Grace, Hopper, NVSwitch detailed at Hot Chips


In four sessions over two days, senior NVIDIA engineers will describe innovations in accelerated computing for today’s data center and edge systems.

At a virtual Hot Chips event, an annual gathering of processor and system architects, they will announce performance numbers and other technical details for NVIDIA’s first server CPU, the Hopper GPU, the latest version of the NVSwitch interconnect chip, and the NVIDIA Jetson Orin System on Module (SoM).

The presentations offer new insights into how the NVIDIA platform will achieve new levels of performance, efficiency, scalability, and security.
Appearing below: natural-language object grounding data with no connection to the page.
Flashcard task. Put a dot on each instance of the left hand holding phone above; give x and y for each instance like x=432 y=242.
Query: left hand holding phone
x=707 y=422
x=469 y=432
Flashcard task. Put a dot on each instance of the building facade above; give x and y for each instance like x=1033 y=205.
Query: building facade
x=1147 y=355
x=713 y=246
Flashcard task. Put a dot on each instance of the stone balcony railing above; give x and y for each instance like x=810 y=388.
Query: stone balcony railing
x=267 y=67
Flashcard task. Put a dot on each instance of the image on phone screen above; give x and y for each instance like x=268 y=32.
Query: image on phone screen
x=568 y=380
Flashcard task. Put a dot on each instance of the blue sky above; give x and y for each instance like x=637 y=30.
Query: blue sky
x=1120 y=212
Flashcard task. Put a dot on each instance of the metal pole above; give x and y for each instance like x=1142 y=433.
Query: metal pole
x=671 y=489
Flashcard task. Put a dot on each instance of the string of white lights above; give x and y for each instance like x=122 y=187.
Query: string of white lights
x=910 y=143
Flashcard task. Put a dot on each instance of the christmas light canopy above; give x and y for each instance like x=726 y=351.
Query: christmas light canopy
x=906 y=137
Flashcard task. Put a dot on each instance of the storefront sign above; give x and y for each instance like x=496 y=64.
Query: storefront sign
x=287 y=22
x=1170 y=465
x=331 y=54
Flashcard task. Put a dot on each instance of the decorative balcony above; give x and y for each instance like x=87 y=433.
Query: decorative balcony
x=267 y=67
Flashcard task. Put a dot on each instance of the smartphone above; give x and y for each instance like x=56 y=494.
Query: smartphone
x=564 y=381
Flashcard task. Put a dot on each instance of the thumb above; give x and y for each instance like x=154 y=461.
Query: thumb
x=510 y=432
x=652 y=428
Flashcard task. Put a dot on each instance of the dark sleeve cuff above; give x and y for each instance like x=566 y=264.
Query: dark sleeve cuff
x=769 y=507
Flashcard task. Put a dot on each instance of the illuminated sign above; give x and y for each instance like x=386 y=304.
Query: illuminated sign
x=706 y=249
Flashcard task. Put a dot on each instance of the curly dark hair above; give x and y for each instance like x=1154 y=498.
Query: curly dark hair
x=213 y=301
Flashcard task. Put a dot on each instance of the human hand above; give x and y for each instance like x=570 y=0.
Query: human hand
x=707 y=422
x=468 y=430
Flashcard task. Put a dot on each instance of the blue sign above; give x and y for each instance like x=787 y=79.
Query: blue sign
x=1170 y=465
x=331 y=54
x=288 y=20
In particular, the presentations will demonstrate a design philosophy of innovation across the entire stack of chips, systems and software, with GPUs, CPUs and DPUs acting as peer processors. Together they are creating a platform that is already running AI, data analytics and high performance computing jobs in cloud service providers, supercomputing centers, enterprise data centers and autonomous systems.

Inside NVIDIA’s first server CPU

Data centers require flexible clusters of CPUs, GPUs, and other accelerators that share vast pools of memory to deliver the energy-efficient performance today’s workloads demand.

To address this need, Jonathon Evans, a respected engineer and 15-year veteran at NVIDIA, will describe the NVIDIA NVLink-C2C. It connects 900 gigabytes per second CPUs and GPUs with 5x the power efficiency of the existing PCIe Gen 5 standard, thanks to data transfers that consume just 1.3 picojoules per bit.

NVLink-C2C combines two CPU chips to create the NVIDIA Grace CPU with 144 Arm Neoverse cores. It’s a processor built to solve the world’s biggest computing problems.

For maximum efficiency, the Grace CPU uses LPDDR5X memory. It enables one terabyte per second of memory bandwidth while keeping power consumption at 500 watts for the entire complex.

One link, many uses

NVLink-C2C also connects Grace CPU and Hopper GPU chips as memory-sharing peers in the NVIDIA Grace Hopper Superchip, providing maximum acceleration for performance-hungry tasks like AI training.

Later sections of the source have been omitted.